Sharp did not return a call on how Augare’s prosecution has changed the dealings between the federal and tribal offices.
Cotter said Friday he could not comment on the relationship between his office and the Blackfeet, but said it has not affected operations.
“We’re conducting business on the reservation,” he said.
Tribal attorney Joe McKay, who is representing Augare in the charges related to the May 26 traffic stop on U.S. Highway 2, said in court filings that tribes have inherent authority to exercise criminal jurisdiction over all Indians.
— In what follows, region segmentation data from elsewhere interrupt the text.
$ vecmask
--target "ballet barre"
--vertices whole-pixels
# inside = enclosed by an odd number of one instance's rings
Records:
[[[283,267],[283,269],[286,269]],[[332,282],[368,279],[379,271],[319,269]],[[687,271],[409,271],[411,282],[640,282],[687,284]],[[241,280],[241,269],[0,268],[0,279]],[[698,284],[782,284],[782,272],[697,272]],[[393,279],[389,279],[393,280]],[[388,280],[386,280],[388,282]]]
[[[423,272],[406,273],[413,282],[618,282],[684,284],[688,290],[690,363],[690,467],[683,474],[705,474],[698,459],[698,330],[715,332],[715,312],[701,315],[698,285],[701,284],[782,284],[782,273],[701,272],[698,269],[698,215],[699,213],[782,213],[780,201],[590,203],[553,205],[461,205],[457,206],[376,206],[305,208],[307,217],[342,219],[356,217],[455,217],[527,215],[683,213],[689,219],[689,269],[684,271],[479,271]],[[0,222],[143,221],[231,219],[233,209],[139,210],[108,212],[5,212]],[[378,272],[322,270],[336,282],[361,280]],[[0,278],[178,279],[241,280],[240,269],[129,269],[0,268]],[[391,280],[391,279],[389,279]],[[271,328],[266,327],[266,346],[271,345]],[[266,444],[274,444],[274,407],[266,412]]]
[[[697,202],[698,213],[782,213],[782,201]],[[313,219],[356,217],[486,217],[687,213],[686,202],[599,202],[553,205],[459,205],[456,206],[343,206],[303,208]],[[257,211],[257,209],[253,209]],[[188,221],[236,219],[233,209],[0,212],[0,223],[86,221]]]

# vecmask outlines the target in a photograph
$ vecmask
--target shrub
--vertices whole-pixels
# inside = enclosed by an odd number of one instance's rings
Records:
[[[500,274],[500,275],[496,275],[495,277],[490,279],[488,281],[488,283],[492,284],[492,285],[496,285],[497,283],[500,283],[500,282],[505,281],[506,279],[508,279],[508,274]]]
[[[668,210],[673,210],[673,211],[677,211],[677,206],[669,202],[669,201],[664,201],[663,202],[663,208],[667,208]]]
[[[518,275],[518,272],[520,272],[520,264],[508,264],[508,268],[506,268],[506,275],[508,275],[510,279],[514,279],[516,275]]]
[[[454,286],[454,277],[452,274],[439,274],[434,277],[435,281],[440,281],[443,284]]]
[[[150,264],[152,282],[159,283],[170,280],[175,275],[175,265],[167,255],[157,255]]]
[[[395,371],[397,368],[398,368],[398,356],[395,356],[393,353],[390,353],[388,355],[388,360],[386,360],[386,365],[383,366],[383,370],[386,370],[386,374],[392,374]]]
Federal prosecutors’ attempt to exercise jurisdiction in the case could result in the “evisceration of tribal criminal jurisdictional authority,” McKay wrote.
He is asking a federal magistrate judge to dismiss the charges.
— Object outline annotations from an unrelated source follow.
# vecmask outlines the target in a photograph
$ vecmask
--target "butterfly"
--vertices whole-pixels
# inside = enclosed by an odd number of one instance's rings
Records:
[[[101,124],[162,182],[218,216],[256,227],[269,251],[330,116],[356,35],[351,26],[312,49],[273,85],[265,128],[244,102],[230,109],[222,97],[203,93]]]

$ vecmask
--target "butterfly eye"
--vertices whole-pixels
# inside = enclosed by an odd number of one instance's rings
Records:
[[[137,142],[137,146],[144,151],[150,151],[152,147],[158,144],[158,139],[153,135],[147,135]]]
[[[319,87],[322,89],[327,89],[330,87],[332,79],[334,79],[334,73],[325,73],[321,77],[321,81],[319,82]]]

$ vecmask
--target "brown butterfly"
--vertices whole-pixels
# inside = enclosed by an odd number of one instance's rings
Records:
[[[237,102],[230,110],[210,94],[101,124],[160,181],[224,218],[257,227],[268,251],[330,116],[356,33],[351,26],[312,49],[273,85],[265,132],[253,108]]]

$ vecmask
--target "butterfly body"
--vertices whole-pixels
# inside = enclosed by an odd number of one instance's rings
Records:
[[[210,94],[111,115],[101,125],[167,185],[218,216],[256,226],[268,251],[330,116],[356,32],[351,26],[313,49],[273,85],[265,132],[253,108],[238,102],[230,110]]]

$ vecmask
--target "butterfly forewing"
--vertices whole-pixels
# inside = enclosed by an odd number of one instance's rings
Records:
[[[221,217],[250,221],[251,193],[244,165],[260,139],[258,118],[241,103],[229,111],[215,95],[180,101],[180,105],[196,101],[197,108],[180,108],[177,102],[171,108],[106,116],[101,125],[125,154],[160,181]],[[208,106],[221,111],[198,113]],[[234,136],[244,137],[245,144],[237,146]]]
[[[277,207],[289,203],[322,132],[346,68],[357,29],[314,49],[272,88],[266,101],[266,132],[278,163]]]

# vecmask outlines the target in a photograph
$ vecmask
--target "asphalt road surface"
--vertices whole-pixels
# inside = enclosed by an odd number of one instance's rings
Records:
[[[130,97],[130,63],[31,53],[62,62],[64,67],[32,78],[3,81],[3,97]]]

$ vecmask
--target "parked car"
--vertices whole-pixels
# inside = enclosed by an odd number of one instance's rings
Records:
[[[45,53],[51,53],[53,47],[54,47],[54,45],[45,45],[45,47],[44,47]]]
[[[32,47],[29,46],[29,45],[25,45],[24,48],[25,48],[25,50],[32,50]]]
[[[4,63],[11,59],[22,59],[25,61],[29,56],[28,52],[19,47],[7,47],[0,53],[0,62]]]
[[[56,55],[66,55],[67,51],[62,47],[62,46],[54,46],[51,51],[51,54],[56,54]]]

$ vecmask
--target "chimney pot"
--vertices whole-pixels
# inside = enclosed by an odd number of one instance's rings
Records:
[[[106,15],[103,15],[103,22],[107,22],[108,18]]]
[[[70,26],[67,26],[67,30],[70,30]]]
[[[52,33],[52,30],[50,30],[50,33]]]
The U.S. attorney’s office is pursuing the case under the federal Assimilated Crimes Act, which allows them to apply state laws to offenses committed in Indian country that are not specifically addressed in federal law. Federal prosecutors filed documents Friday in opposition to McKay’s motion to dismiss that say the tribe’s chief prosecutor asked the U.S. attorney’s office to step in, and the prosecutor is a tool of the Blackfeet tribal council.
Sharp said in his letter to Cotter that chief tribal prosecutor Carl Pepion had no power or authority to ask for a review or turn the case over to the U.S. attorney’s office, and he criticized Cotter for not talking to the tribal government before filing charges.
Pepion did not return a call for comment.
A Glacier County sheriff’s deputy pulled Augare over for erratic driving within the Blackfeet reservation boundaries, where generally only tribal law enforcement officers can ticket or arrest an enrolled tribal member for misdemeanor offenses such as drunken driving.
Augare, who had his mother in the pickup truck, ignored the deputy’s order to turn off the engine and sped away when the deputy reached to take his keys, prosecutors said.
The sheriff’s office turned the matter over to tribal law enforcement, and after three weeks without a decision on whether to press charges, Pepion gave the case to the U.S. attorney’s office for review. Federal prosecutors filed the three misdemeanor charges against Augare on June 21.
U.S. Magistrate Judge Keith Strong has not ruled on the request to dismiss the charges. A trial date has been set for Sept. 26.